If a VM rollback has been detected, the DC performs two actions to prevent USN rollback: It resets the AD database's invocationID and dumps its local Relative Identifier (RID) pool. Resetting the invocationID (the version number of the local database) is the same action that is triggered if a normal restore process is run against the DC, and other mechanisms kick in to ensure that the DC has the latest updates from the other DCs it replicates with (including ones it created itself) but no longer has knowledge of due to the rollback. The RID pool is a collection of several hundred RIDs (part of the domain-unique SID) allocated to the DC by the RID master, to create SIDs when new security principals are created on the DC. Dumping the RID pool and requesting a new allocation from the RID master ensures that duplicate SIDs aren't created in the domain. Note that this doesn't get you out of regular backups, though!
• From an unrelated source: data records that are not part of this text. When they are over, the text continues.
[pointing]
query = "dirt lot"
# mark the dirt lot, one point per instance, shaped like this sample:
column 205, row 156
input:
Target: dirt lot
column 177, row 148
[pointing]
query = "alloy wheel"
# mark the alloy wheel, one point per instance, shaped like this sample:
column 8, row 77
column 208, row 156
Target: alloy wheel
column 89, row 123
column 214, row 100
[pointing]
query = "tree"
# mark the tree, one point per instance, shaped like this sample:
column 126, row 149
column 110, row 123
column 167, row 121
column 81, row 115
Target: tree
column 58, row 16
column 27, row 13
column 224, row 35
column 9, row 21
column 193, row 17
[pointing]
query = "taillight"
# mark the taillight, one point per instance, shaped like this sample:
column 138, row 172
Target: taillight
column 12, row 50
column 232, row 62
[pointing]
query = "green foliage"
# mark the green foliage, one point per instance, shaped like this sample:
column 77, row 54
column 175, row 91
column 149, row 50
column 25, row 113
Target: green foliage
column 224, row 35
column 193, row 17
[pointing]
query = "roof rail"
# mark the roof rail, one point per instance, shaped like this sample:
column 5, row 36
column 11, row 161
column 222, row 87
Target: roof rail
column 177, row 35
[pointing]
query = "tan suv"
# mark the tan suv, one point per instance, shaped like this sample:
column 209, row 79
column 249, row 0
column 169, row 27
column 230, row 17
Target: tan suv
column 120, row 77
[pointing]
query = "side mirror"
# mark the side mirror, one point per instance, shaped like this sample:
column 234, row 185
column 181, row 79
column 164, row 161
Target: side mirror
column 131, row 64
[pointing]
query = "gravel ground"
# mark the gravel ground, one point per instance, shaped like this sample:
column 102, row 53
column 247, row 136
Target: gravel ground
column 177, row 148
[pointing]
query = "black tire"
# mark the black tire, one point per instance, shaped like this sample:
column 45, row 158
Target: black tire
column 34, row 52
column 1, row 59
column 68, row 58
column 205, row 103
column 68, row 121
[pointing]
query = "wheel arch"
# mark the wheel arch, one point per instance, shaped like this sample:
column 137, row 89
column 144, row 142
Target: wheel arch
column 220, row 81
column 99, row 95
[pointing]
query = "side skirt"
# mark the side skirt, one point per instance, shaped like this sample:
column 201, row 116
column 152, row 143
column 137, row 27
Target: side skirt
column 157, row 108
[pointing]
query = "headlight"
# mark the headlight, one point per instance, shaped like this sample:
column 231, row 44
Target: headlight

So technologically, AD will be fully virtualizable, although as of this writing the Microsoft AD team hasn't quite decided whether they're going to make it official. But do you want to virtualize AD entirely? You must remember to look at the big picture before you decide. The modern datacenter has (or certainly will have, going forward) layers and layers of abstraction between the AD service and the all-too-fallible hardware. Remember the "eggs in one basket" principle: Look at each layer below your service, work through the possible failure scenarios at each layer and how they’ll affect your service, and plan your service configuration accordingly. For example, you should consider running more than one virtualization solution for some critical parts of your infrastructure so that an issue with one solution (e.g., a bad driver in the VMware ESXi kernel, or an issue causing the Hyper-V parent partition to crash) isn't a single point of failure for your service. Or your VMs, though on different hosts and using different virtualization products, are all stored on a single SAN. If the only way to mitigate one scenario is to have a few physical DCs, so be it! When the virtualization team objects, point out (probably to their second-level management) that the cost of maintaining a few physical boxes is trivial compared with the risk of your entire corporation being unable to log on in the morning.
Server 2012's Active Directory Domain Service (AD DS) has given you one less worry to keep you awake at night. But as with any new capability, you need to look at it in the context of your infrastructure and decide how you can best use it.